I'm a therapist and you are incorrect.
One of the biggest problems with mental health is that people don't have stable "Love Objects" in their lives.
There's a whole form of psychotherapy called Object Relations Therapy about this topic.
To keep it brief, there was a famous monkey study where monkey babies were put in different cages with a mother figure. One cage had a mother monkey, the next a warm stuffed animal monkey, the next a statue monkey, the next a wire model of a monkey, the next a pole, and the final cage nothing but the baby monkies.
The babies with the best behavior were with the real monkey and their behavior declined as the female monkey became less realistic. The babies that grew up alone were very neurotic, nervous, and crazy.
Most mental health issues come from being raised poorly by your parents. That's because they were "unstable objects" in your life meaning you could not cling to them or they were missing.
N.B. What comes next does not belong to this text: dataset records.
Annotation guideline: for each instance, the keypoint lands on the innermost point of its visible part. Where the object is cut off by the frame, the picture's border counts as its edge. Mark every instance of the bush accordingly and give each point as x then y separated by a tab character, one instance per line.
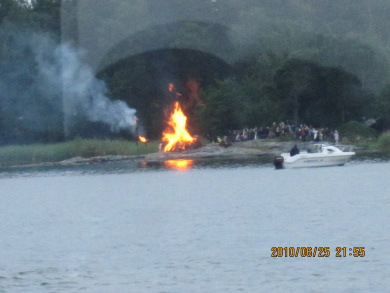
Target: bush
384	142
356	132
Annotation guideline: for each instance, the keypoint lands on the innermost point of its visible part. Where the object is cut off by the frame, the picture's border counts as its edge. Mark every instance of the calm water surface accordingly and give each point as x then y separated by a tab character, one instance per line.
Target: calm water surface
136	227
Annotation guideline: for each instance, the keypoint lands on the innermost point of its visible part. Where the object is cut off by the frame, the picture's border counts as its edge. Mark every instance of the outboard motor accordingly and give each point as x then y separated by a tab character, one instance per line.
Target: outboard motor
278	162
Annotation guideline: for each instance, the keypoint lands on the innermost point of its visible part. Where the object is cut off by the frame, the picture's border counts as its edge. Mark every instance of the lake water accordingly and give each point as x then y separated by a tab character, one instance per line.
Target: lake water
131	227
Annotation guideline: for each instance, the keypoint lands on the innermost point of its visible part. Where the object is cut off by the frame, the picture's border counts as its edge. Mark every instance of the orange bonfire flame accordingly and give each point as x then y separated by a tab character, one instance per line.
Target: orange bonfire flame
176	137
142	139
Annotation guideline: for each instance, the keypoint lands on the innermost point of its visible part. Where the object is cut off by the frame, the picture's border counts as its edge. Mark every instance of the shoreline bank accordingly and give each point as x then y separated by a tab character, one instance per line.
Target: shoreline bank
238	150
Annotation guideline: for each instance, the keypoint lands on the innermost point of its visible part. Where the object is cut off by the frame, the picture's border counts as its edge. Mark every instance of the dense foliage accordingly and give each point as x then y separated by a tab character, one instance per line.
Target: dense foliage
235	64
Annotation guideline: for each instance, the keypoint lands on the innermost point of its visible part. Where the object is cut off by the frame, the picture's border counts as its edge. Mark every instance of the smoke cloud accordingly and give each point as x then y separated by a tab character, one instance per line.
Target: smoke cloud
83	94
46	91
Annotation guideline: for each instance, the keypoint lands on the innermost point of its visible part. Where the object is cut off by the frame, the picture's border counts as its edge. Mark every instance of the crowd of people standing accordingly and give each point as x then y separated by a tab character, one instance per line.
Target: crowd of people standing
301	132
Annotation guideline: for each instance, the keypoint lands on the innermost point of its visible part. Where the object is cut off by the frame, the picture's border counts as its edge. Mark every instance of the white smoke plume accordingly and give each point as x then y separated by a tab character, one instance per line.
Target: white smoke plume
83	94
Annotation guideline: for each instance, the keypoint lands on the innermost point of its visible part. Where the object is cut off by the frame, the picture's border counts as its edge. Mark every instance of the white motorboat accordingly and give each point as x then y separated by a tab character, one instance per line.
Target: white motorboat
319	155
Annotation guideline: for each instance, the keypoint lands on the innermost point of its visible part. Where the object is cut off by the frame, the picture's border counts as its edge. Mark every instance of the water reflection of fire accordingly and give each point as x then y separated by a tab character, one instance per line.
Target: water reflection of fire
180	165
176	137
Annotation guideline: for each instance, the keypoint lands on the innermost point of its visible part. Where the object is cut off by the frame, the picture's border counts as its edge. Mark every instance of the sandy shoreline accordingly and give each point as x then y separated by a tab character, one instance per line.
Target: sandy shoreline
248	149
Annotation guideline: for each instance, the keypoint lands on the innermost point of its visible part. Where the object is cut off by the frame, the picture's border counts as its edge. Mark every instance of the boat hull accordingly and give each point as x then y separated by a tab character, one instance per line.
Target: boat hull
303	161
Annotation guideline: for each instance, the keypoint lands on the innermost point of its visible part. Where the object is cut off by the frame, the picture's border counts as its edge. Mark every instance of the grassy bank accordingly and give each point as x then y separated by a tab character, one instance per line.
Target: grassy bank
41	153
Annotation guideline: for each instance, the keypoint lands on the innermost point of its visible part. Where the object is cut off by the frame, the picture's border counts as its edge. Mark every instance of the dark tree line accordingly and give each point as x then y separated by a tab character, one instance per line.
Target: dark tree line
321	78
A psychologically distant mother is worse than having one made out of wire, for instance.
Animals, especially dogs, are some kind of amazing blessing in that they are massively affectionate and tend to be very stable. So, the human with a "comfort animal" is like one of those baby monkeys holding on to a "mommy" surrogate.
On an unkind note, people with mental problems tend to be very annoying. They are like the crazy lonely baby monkeys with nothing to hold on to. So, they are going to be annoying, attention seeking, and so on. That's why they need the comfort animal.